The reaction of the scientists to the GEP guidelines was something like this:
“Excellent idea! We need guidelines for good practice and these fit the bill. We should adopt them…
Oh, except for number 8 about odds ratios. That doesn’t make sense so we’ll drop that one.”
Philip Morris kept pushing its GEP guidelines to various scientific organizations for several years, but eventually they realized that it just wasn’t going to work, as explained in this internal memo:
Approximately three years ago, the concept of GEP’s was discussed in considerable detail in PM. Corporate Affairs thought it was a wonderful idea, because at first they … felt that part of a code for Good Epidemiological Practices would state that any relative risk of less than 2 would be ignored. This is of course not the case. No epidemiological organization would agree to this, and even Corporate Affairs realizes this now.

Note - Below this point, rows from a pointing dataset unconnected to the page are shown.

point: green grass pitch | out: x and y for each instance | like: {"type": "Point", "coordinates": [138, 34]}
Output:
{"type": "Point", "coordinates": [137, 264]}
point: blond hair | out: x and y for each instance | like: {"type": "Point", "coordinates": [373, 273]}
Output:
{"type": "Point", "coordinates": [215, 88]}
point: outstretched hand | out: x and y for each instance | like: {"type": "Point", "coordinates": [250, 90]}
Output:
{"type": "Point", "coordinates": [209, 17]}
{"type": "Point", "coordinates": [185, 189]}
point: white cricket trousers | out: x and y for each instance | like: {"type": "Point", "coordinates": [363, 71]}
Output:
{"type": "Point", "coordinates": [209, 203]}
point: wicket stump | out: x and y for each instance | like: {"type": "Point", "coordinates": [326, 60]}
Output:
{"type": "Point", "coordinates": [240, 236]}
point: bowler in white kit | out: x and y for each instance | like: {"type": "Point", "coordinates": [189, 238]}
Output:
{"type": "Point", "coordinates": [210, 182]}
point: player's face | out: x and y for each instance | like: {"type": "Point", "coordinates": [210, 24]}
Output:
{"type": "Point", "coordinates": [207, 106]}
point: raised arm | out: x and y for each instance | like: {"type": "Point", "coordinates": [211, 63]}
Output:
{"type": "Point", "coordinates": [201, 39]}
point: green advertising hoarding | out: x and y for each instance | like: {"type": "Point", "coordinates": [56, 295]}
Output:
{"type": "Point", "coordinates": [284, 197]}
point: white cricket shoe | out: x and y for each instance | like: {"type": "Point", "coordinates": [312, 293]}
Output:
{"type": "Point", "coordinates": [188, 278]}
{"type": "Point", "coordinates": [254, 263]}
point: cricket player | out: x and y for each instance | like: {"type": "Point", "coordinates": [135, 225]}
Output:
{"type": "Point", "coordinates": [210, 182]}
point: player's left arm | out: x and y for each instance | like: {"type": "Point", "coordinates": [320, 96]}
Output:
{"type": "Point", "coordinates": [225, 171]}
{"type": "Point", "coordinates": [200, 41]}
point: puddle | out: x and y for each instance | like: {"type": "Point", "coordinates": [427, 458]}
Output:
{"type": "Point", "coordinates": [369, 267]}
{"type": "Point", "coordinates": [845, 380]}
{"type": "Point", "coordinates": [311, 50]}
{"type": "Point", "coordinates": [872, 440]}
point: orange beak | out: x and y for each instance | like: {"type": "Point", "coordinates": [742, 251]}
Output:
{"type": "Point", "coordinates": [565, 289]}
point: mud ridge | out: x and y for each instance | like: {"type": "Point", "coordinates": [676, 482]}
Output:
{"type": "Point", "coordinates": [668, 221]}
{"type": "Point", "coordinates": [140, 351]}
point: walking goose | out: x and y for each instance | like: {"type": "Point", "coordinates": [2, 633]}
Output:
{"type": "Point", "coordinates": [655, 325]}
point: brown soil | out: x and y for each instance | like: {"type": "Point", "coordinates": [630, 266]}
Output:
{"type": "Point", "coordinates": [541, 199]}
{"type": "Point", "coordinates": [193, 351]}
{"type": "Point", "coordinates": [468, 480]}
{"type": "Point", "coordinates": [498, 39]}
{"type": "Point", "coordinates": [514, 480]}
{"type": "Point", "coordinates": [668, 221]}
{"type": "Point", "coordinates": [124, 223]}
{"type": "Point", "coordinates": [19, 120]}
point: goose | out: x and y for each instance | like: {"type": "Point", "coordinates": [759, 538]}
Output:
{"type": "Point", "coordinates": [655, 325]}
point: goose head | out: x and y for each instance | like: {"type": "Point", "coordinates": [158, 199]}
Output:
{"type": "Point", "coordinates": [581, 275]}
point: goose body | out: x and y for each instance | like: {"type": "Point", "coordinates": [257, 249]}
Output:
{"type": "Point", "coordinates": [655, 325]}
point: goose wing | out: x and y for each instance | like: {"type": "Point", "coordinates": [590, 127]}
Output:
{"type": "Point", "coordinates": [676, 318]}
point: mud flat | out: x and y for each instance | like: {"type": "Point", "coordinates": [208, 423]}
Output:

The full story of GEP, with copious references to Philip Morris’ internal documents is detailed in a paper published in the American Journal of Public Health.
The fact that the Philip Morris executives thought that their GEP plan had a chance of succeeding tells us something about how they think science is conducted. The scientists did not adopt Milloy’s factor-of-two principle because it was, well, wrong. The Philip Morris executives thought that the truth of something did not matter to the scientists—you could get them to say something just by lobbying them. This attitude seems common to promoters of “sound science”. They seem to think that real scientists aren’t interested in finding out what is true or false but instead just concoct results to advance a political agenda or get more funding. In other words, they think real scientists operate like they do.
Epidemiologists generally agree that one cannot ascribe medical causation to a risk factor if the factor is associated with less than double the occurrence than normal.
No, epidemiologists do not “generally agree” with this. In fact, Philip Morris’ efforts to get then to agree with this proposition have proven that do not agree with it at all.
And where was Murray’s article published? Tech Central Station, another astroturf operation like junkscience.com. And who employs Murray? The Competitive Enterprise Institute, which is partly funded by Philip Morris.